What drew me to the country, among many other things, was its history. I was impressed by all the old Victorian Christian missionaries who came to spread the Word, more than 150 years ago. David Livingstone was the first of this brave group of people. His ‘missionary journeys’ opened up many parts of Africa, including the country that is now called Malawi, and his spirit is still alive today. Five crosses mark the graves of later missionaries at the old Livingstonia Mission on the southern shores of the lake, at Cape Maclear. They testify to the evangelical zeal of the owners of the old bones that are now being laid to rest. These missionaries faced untold hardships. Anopheles mosquitoes took them; mass murderers, mass murderers. Dr Livingstone’s wife Mary succumbed to them and was buried under a baobab tree in an untended cemetery on the banks of the Zambesi River. Bishop Mackenzie, a tall, handsome, swift man of God, died on an island near the rivers Shire and Ruo, ravaged by the pestilence.

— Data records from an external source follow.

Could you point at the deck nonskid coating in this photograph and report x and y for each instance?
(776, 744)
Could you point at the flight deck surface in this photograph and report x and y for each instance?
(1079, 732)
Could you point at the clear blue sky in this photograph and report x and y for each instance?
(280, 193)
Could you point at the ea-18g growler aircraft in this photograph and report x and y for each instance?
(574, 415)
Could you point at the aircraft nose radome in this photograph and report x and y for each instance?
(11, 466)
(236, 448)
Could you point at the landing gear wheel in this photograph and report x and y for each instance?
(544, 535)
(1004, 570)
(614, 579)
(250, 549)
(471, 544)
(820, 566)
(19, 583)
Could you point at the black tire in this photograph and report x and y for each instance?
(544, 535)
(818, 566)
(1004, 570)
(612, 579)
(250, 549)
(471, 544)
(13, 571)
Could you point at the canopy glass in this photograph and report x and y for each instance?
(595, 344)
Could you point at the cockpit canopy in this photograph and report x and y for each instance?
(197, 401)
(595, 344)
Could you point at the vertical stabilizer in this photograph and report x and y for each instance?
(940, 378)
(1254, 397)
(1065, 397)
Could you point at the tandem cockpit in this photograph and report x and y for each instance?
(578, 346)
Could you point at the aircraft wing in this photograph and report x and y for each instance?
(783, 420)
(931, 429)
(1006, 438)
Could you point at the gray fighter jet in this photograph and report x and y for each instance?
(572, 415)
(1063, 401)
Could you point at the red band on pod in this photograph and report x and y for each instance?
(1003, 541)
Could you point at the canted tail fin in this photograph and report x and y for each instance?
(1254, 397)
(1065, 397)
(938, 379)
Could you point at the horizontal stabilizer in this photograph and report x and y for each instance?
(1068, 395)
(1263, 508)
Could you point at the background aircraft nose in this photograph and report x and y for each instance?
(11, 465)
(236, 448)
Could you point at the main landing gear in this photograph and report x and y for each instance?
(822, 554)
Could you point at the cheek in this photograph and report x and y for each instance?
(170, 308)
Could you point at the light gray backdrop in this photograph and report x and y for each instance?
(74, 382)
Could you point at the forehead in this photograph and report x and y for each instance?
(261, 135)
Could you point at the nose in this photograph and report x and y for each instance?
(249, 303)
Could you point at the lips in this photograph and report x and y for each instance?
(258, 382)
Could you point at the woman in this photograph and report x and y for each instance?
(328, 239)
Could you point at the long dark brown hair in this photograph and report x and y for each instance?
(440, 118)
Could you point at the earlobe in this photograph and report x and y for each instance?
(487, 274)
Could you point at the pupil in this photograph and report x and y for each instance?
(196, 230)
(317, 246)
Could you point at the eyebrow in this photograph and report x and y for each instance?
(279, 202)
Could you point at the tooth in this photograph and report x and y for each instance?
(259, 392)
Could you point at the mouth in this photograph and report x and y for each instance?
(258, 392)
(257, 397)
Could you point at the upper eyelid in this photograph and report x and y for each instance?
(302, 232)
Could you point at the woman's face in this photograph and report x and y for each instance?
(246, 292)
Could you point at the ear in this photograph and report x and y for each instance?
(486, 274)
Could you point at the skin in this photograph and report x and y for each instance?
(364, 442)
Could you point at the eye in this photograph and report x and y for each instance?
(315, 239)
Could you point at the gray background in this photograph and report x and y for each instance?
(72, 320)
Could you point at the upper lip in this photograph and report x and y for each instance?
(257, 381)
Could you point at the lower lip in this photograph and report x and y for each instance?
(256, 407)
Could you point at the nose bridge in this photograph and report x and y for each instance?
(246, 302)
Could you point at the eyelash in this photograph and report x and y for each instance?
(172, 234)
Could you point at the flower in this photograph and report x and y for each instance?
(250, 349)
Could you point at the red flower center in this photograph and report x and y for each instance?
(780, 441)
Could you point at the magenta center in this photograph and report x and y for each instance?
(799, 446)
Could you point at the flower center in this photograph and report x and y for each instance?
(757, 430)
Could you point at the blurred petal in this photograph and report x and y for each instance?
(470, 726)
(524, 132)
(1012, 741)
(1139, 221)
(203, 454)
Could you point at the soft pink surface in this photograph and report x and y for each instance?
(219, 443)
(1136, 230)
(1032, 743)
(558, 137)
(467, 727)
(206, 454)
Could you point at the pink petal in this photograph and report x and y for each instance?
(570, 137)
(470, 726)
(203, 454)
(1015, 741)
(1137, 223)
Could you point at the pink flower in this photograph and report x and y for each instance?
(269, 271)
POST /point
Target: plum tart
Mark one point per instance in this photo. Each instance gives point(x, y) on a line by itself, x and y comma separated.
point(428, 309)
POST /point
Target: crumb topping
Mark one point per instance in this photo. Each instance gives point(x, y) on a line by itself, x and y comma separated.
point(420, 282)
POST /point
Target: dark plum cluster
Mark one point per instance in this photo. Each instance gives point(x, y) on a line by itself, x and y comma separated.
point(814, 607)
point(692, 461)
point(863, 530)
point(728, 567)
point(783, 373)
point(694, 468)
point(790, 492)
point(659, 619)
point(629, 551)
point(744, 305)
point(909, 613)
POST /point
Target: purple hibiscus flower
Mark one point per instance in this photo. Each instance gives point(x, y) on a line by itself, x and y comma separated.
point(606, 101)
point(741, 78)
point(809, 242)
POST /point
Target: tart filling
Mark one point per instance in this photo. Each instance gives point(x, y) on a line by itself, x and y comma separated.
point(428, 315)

Other missionaries, who survived the fever, were Chauncy Maples and Will Johnson. They were two remarkable evangelists who were at Oxford University together and their joint efforts led to the building of the famous Anglican church on the island of Likoma in the lake. Johnson was the ‘apostle’ of the beach, which was his parish for more than 40 years, walking around, thin in his long white robes. But if Johnson had beaches, Maples certainly had water. He drowned in it when his boat capsized in a sudden, terrible storm that occurs in the sea. Her dress pulled her down. The ‘Lake of Stars’, as Livingstone described it, is a very dangerous place, often dangerous in the inland waters…especially when the south-easterly winds blow. The spirit of one missionary, Dr Laws, still ‘walks’ in the cool shadows of the old stone house where the new Livingstonia Mission was moved on a high hill overlooking the sea. This was on top of the steam of coastal plagues that Dr Laws believed to be responsible for the deadly fever. Malaria has entered Malawi’s history and, like the slave trade, decimated the population.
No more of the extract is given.